I was in New York a few days ago, and with impeccable financial insight, I decided to save myself some money by having a mani-pedi. (In London, I squander money frivolously by painting my own nails. If you would like to see me for wealth management advice, please feel free to do so). I dragged my friend along, mostly because I have a tendency to panic when faced with overwhelming amounts of colour.
(No, honestly. When I was asked what colour bridesmaid dress I wanted, aged 7, and told I could choose ‘any colour at all’ I plumped for black. Although my favourite colour was purple, but I was so panicked I forgot there were any other colours apart from black and white. And the bride did not seem particularly happy when I initially choose white).

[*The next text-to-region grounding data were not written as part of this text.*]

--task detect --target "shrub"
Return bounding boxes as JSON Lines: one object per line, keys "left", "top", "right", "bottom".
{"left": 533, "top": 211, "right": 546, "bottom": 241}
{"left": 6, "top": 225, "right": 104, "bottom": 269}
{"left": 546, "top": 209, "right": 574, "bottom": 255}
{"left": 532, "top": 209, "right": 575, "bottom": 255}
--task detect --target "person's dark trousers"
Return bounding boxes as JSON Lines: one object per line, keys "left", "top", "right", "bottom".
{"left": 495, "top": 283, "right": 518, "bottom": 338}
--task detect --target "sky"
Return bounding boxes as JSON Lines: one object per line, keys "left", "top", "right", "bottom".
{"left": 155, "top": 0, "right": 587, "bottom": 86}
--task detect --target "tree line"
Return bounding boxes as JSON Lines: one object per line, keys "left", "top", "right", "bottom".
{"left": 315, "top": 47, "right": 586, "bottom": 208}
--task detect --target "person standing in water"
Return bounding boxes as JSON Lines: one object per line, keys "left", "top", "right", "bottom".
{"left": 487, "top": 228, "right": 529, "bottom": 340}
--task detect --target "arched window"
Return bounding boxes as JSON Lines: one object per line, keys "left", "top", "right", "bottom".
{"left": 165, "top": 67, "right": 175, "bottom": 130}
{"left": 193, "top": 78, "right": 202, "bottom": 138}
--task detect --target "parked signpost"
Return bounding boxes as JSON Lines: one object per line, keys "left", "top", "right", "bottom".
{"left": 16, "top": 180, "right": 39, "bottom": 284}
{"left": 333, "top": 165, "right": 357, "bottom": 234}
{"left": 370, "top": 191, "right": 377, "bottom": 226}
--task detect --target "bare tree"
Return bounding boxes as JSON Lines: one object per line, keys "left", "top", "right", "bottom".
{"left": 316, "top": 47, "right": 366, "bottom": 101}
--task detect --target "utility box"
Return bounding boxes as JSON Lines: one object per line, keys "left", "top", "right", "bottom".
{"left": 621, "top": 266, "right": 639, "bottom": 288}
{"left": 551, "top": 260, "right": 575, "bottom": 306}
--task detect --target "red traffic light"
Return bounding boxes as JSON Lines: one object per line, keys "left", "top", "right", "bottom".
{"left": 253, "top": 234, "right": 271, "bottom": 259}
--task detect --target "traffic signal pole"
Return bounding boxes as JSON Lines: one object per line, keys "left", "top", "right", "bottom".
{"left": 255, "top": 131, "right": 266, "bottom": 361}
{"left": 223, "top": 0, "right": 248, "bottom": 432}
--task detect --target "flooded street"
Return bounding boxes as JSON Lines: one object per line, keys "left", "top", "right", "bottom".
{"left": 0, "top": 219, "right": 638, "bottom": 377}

We went to a nail salon recommended by my NY-based friend, who promised that they would be ‘nice’ (my question) and ‘cheap’ (my other friend’s question). Here are the things I have learnt about mani-pedis:
1. They do not like it if you read a magazine whilst they paint your nails. Not even if you only turn the pages with the hand they have already painted, and therefore is flapping about free as a bird.
2. They do not like it if, when they are exfoliating your heels, you find it so ticklish that you kick out, and splash water on them. (They put your feet into the world’s smallest paddling pools. They also do not like it if you have a quick paddle about in them).
3. They do not like it if you change your mind about what nail varnish colour you want more than 3 times. Apparently, it is not a ‘try before you buy’ sort of deal.
4. They do not like it if, whilst making small talk, you ask for a detailed description of the ugliest feet they have ever worked with.
5. They do like it if you tip. But they do not like it, if once you have tipped, you attempt to ‘make your money back’ by taking all the free mints.